The sets were lovely however! Whether using the famous Palladium revolve or with the use of sliding screens to give us ever changing vistas of the Convent, Klara Zieglerova's set was a constant pleasure as were Lez Brotherston's absurdly OTT frocks.


The show ended on a high after a rather truncated climax but what I remember most was the total lack of surprise in the show, nothing surprised, nothing original. It was all very well constructed but it was all quite soulless. If I had written this earlier in the week I might have been a bit more generous to it but in the meantime we went to see AVENUE Q at it's new home at the Wyndhams.
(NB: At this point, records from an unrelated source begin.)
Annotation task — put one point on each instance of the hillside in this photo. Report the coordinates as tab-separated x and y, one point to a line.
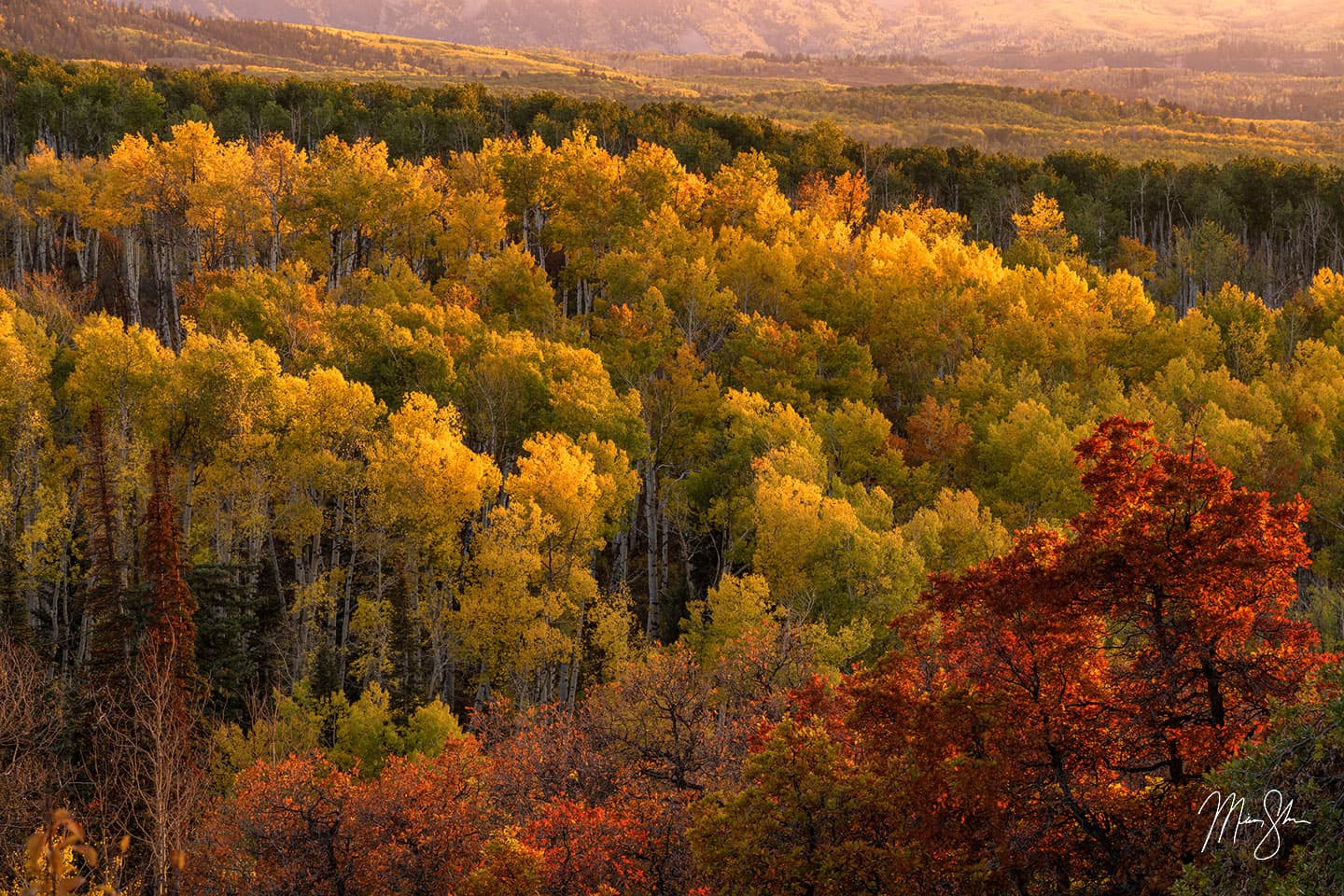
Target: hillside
900	101
962	30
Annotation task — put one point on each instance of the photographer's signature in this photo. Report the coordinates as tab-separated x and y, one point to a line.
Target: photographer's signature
1231	816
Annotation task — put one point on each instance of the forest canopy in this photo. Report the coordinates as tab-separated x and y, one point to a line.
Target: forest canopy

Everything SISTER ACT labours for, AVENUE Q manages effortlessly.

Genuinely funny with memorable songs across a range of styles and when needed, lip-smacking bad taste as opposed to mere tackiness.

Where SISTER ACT goes out of it's way to make it's line-up of nuns endearing - salty nun who takes to rapping, fat jolly nun, young nun who is not sure of her calling - and failing because they are so paper-thin, AVENUE Q's line-up of felt and fur characters get you rooting for them with no effort at all!


It was good as well to see Delroy Atkinson in the cast of AVENUE Q as the hapless Gary Coleman. He gave a fine performance in the Ray Davies musical COME DANCING at Stratford East as the young Jamaican musician Hamilton and here he delivers in all his numbers.

Let the SISTERs ACT, get yourself to AVENUE Q if you haven't already - or even if you have!